Tool for migrating data from MSSQL to AWS Redshift part 3 / 3

This tool is now mostly finished. I just need to finish the integration tests for Pytest testing module. Otherwise please feel free to clone, fork or contribute.

You can find it here:

https://github.com/datahappy1/mssql_to_redshift_data_transfer_tool

 

Advertisements

Tool for migrating data from MSSQL to AWS Redshift part 2 / 3

As promised, here’s an update on this project. In the MSSQL part, the T-SQL code is pretty much ready, you can check out the installation script here:

https://github.com/datahappy1/mssql_to_redshift_data_transfer_tool/tree/master/install/mssql

So how is this going to work? The Python wrapper will call the Stored Procedure [MSSQL_to_Redshift].[mngmt].[Extract_Filter_BCP] using PyMSSQL module like this:


EXEC [mngmt].[Extract_Filter_BCP]
@DatabaseName = N'AdventureWorksDW2016',
@SchemaName = N'dbo',
@TargetDirectory = N'C:\mssql_to_redshift\files',
@DryRun = 'False'

You’ll provide the Database name and the schema name, that’s the database you’re connecting to and the schema that’s containing the source tables with the data you are about to transfer into AWS Redshift.
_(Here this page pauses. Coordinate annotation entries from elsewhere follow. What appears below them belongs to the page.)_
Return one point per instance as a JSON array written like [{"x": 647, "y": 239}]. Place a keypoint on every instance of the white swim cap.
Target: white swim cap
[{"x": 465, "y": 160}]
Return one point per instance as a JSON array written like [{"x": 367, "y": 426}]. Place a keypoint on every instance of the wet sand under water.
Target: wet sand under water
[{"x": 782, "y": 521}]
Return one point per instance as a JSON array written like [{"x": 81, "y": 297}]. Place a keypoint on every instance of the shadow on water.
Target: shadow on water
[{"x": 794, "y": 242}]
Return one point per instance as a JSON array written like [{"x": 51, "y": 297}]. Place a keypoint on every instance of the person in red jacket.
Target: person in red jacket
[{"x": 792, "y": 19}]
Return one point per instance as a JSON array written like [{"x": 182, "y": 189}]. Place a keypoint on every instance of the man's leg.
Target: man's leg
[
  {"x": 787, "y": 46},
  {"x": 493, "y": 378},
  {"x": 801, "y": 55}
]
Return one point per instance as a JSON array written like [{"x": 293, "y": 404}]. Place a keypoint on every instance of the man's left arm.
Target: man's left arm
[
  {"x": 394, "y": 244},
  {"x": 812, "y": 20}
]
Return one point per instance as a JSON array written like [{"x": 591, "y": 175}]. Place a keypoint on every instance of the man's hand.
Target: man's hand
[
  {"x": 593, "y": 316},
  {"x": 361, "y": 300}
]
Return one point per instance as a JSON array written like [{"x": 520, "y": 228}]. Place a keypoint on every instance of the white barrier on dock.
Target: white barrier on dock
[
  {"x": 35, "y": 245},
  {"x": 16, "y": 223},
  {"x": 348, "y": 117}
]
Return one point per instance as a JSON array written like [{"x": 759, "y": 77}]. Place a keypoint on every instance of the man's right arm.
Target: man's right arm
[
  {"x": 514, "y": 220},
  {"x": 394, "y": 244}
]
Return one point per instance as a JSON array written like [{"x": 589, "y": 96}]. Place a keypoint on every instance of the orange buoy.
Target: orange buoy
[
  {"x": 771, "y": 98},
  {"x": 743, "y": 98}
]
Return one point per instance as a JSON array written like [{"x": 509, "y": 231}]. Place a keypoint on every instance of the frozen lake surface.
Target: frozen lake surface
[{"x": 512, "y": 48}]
You’ll also provide the target directory on your hard drive, that’s the location where the .csv files will be generated using bcp in the xp_cmdshell wrapper inside the Stored Procedure. This target directory will be created for you inside the Python code in the final version. The last parameter is called DryRun. When set to True, BCP extraction query is modified to return 0 rows for each file using “WHERE 1 = 0” pattern.

Once the Python coding part is ready, these Stored Procedure parameters will be internal and you’ll set these values as arguments while running the Python app.

This SP returns a Python-ready “string tuple” with the generated file names from the current run, in the case it succeeded. This tuple will be used further in the Python code to guarantee we pick up and move over to AWS Redshift only the expected set of files.

The main thing here is, that you need to fill out a table called mngmt.ControlTable. In the Github installation script, I loaded this table with the AdventureWorks DataWarehouse 2016 database columns for the demo purposes. So this table holds values like this:

ControlTable The IsActive flag determines, if the column makes it to the generated .csv file created for the corresponding table. Column_id is defining the order of the columns persisted into the .csv file.

The Stored Procedure [MSSQL_to_Redshift].[mngmt].[Extract_Filter_BCP] is writing the logs to a table called [mngmt].[ExecutionLogs] like this:

ExecutionLogs

And that’s all for now. Have a look at the installation build script, that should be pretty self-explanatory.

 

Tool for migrating data from MSSQL to AWS Redshift part 1 / 3

Today, I’d like to introduce to you my new project, a SQLServer to AWS Redshift data migration tool . There’s not much tooling for this out there on the Internet, so I hope this tool is going to be valuable for some of you. It’s going to be written in Python 3.7 and once finished, it will be published to my Github account under a MIT Licence. What I’m currently doing is going to be described here in this blog in 2 phases.

Phase #1 will be all about SQL Server coding, there I’ll need to:

  • extract and filter the data from the SQL Server tables I need to transfer to AWS Redshift
  • I’ll need to persist this data using dynamically generated BCP commands into .csv files ( these .csv files will be split based on the target Redshift tables )
  • I’ll need to store these .csv files on a local hard drive.

Untitled Diagram

Phase #2 will be about Python and AWS Boto3 libraries and wrapping this tool all together to push the data through all the way to AWS Redshift. That means:

  • Upload the .csv files from Phase #1 into a AWS S3 bucket
  • Run the copy commands to load these .csv files to AWS Redshift target tables
  • Do the cleanup of the files and write log data

Untitled Diagram2

As soon as I have this initial version out, I would like to extend this tool to be capable of running incremental data loads based on watermarks as well.